Tom: Which sectors aren’t dealing adequately with AI detection?
Max: Publishing has been really slow to catch up on this. There were a couple of major scandals, like the book Shy Girl that people called out as being AI-generated. It got pulled from shelves. A lot of publishers don’t have a strong AI policy. Some have decided that, as long as the text is good, we’re going to evaluate it on its merits rather than whether it’s AI-generated or not.
Tom: My sense is that most publishers would mind if a piece of writing is AI-generated. If anything, I’d guess that there could be a lag with many in publishing unaware that detection technology now works well. I suspect there’s also an aversion to technological involvement here—that you should trust authors protesting their innocence and not trust an app. I sympathize with that. Anyone accused deserves a fair chance to defend themselves. But failing to take this technology seriously is even more harmful to human authors who actually write their own stories.
Max: They lose something real and tangible.
Tom: What are cases where you’d consider it fine to use AI to write?

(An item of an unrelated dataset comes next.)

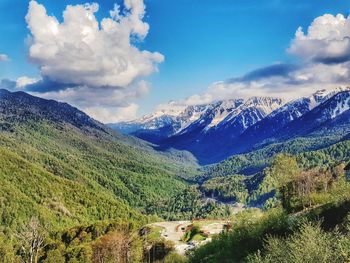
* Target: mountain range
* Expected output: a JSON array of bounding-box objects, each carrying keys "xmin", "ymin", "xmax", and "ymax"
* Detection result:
[{"xmin": 109, "ymin": 88, "xmax": 350, "ymax": 164}]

Max: I don’t really consider it “using AI to write.” You can publish AI content, and that’s fine, as long as it’s properly disclosed. But if I’m writing an email to somebody, it’s somewhere between impersonal and disrespectful to use AI to write that. AI is a useful tool: we should be using it to generate text, synthesize text, and it’s even reasonable to share AI output. But if we’re talking about “using AI to write,” I’d caution against that framing.
THE FUTURE OF “WRITING”
Tom: We’ve been talking about this as a binary: either human-generated or AI-generated. But maybe we’re destined for a future of cognitive blending with AI, where people outsource parts of thinking, much as we now outsource parts of our memory to machines. Maybe the idea of a human-or-machine binary is a short-lived prospect.
Max: Yes, I could see that, especially with so many applications pushing AI assistance on users. But I think there would still be degrees of human input that would differentiate such writing from the entirely AI-generated.
Tom: So there is a long-term future for human writing?
Max: Definitely. People just care about it. To me, it doesn’t matter how good the AI gets. There’s still a lot of people who care, and a lot of industries, and types of writing, where it really matters that something’s human.
Tom: What would those be for you?
Max: Fiction is one. But also, think of an essay contest. Is the goal really to find the best essay? Or is it to reward writers who have taken the time to write something compelling?
Tom: Well, I think it’s probably both. If it’s an essay contest in a school, say, you’re rewarding effort in part, but you’re also rewarding quality. Or else you’d just give the prize to the kids who tried hardest, and not the ones who wrote well.
Max: Yeah, but if the goal was purely to find the best essay, then maybe we should have LLMs generate 100 completely.
Tom: Unless there’s something in the best writing that requires a human author.